What Is Dyslexia?
Dyslexia is a neurobiological and genetic condition that causes difficulties in specific areas of learning. Dyslexia affects reading, writing, and spelling. It can also have a negative impact on math skills. The condition is sometimes hard to define because dyslexia can overlap with other learning difficulties that affect spoken language and motor (movement) skills.
However, there are typical symptoms that should alert parents, teachers, and others to the possibility that a child, or an adult, is dyslexic.
Until recently, the causes of dyslexia were not well understood. However, it is now known that individuals with dyslexia process information in ways that differ from the rest of the population.
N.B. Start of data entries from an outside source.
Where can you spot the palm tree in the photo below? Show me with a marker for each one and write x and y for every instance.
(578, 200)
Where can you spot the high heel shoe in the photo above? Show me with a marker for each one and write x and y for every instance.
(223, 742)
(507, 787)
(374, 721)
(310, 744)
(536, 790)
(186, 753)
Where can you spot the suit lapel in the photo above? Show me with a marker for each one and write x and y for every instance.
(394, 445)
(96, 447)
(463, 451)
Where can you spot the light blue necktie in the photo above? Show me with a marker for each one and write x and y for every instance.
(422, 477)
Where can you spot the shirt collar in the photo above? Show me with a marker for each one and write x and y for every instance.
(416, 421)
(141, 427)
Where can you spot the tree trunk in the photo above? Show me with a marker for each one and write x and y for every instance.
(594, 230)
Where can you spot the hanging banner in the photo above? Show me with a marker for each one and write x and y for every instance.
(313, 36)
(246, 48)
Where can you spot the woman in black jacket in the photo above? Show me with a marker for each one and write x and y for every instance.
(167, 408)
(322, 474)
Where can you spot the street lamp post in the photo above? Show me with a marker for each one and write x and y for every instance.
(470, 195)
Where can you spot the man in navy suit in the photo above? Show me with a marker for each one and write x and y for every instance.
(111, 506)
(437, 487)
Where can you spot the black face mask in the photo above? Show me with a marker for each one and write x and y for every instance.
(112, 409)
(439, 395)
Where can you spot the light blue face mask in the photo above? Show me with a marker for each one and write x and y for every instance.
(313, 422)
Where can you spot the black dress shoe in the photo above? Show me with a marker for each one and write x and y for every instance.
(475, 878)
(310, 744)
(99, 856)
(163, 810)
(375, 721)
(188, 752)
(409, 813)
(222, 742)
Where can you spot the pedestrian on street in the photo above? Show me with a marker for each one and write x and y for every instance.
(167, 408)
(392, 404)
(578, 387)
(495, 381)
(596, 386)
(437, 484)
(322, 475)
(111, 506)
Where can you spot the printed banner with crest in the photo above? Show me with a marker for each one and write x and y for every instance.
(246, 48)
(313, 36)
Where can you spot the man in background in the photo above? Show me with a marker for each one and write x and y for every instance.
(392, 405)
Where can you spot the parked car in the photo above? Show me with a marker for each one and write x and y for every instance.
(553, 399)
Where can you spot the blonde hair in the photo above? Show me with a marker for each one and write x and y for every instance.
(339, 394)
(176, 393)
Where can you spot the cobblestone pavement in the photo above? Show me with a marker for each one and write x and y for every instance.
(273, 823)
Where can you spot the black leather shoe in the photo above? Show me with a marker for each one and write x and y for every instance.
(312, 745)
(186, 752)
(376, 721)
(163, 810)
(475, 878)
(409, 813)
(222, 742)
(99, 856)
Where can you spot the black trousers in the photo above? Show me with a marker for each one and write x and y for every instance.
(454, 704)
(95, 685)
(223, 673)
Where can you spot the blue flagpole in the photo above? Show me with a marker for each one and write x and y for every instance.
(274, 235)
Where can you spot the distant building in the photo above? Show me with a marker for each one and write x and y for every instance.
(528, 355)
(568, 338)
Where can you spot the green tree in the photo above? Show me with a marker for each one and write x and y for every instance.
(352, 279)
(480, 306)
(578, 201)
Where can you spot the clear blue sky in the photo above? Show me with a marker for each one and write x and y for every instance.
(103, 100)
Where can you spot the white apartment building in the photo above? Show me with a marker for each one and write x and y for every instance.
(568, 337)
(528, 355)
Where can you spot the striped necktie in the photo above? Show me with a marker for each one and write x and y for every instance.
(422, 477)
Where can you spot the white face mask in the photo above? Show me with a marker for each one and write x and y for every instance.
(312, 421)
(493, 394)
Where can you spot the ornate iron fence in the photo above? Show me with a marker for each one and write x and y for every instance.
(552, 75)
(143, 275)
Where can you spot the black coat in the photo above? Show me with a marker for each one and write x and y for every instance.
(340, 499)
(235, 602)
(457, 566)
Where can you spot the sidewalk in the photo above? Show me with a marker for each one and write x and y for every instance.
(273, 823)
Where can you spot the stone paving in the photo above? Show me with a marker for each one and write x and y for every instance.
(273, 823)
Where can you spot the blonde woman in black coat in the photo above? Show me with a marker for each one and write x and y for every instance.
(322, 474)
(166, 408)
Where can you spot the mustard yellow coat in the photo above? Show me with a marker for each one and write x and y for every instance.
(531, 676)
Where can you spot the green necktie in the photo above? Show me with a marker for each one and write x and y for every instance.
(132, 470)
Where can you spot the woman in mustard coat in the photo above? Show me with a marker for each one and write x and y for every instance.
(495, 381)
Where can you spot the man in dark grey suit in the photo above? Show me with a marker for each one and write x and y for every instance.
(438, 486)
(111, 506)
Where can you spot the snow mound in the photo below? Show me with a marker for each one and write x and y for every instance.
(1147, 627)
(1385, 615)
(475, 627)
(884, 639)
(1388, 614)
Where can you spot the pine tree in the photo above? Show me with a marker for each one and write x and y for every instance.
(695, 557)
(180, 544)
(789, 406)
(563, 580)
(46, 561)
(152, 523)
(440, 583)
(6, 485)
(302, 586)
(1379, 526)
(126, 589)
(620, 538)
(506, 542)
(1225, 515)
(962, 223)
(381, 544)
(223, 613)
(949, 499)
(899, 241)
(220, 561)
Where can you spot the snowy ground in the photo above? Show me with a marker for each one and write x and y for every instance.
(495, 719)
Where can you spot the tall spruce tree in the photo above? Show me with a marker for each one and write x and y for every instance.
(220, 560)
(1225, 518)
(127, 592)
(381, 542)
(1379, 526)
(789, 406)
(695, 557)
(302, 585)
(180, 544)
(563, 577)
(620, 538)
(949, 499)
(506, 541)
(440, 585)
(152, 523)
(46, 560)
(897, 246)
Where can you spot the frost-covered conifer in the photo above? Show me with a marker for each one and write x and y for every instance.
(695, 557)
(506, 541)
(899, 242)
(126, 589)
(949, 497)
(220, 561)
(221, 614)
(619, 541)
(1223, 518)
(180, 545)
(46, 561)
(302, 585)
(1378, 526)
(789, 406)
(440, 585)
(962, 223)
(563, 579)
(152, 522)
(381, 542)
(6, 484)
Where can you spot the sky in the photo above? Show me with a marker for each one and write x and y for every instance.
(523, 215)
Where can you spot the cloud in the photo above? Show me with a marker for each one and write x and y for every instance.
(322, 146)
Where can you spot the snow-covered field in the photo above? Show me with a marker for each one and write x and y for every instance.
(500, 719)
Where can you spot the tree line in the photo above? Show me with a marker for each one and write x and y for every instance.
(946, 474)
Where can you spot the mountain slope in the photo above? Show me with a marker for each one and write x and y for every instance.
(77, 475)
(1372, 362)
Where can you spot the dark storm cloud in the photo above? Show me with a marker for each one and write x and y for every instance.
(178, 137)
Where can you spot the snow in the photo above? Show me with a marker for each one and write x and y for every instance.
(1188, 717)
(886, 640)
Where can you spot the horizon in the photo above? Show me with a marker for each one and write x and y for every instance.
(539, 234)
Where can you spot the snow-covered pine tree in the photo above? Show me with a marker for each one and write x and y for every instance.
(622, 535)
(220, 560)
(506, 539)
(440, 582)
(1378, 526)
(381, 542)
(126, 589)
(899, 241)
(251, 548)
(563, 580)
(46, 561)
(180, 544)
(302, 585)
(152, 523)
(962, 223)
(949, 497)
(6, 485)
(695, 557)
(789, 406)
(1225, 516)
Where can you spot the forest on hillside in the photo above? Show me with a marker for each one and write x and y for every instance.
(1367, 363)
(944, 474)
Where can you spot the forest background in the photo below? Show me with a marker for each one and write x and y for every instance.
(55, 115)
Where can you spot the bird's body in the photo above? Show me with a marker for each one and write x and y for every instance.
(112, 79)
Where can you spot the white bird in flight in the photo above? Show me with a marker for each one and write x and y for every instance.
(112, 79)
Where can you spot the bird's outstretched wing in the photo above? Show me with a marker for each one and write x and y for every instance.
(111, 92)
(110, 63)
Here is the definition of dyslexia used by the National Institutes of Health and the International Dyslexia Association:
Dyslexia is a specific learning disability that is neurological in origin. It is characterized by difficulties with accurate and/or fluent word recognition, and by poor spelling and decoding abilities. – National Institutes of Health
Dyslexia is a specific learning disability characterized by difficulties in word reading and/or spelling that involve accuracy, speed, or both… These difficulties occur along a continuum of severity and persist even with instruction that is effective for the individual’s peers. The causes of dyslexia are complex and involve combinations of genetic, neurobiological, and environmental influences that interact throughout development. Underlying difficulties with phonological and morphological processing are common but not universal, and early oral language weaknesses often foreshadow literacy challenges. Secondary consequences include reading comprehension problems and reduced reading and writing experience that can impede growth in language, knowledge, written expression, and overall academic achievement. – The International Dyslexia Association
There are two main types of dyslexia–Dyseidetic Dyslexia and Dysphonetic Dyslexia–each with its own symptoms and causes.
Dyseidetic Dyslexia
A person experiencing this type of dyslexia will have poor sight-word recognition, contributing to slow, laborious reading. Irregular words are usually sounded out phonetically (laugh = log) and spelled phonetically (ready = redee). As a result, individuals with Dyseidetic Dyslexia can be more advanced in reading than in spelling. This type of dyslexia is associated with brain functions located in the angular gyrus of the left parietal lobe of the brain.
Dysphonetic Dyslexia
A person experiencing this type of dyslexia relies on sight recognition to read, being unable to sound out unknown words. During reading, words are either known or not known, and are often substituted or skipped when trouble arises. Words are learned by rote memorization, and cannot be spelled by their sound. Ear infections can cause some problems. This type of dyslexia is associated with functions located in Wernicke's Area of the left temporal lobe.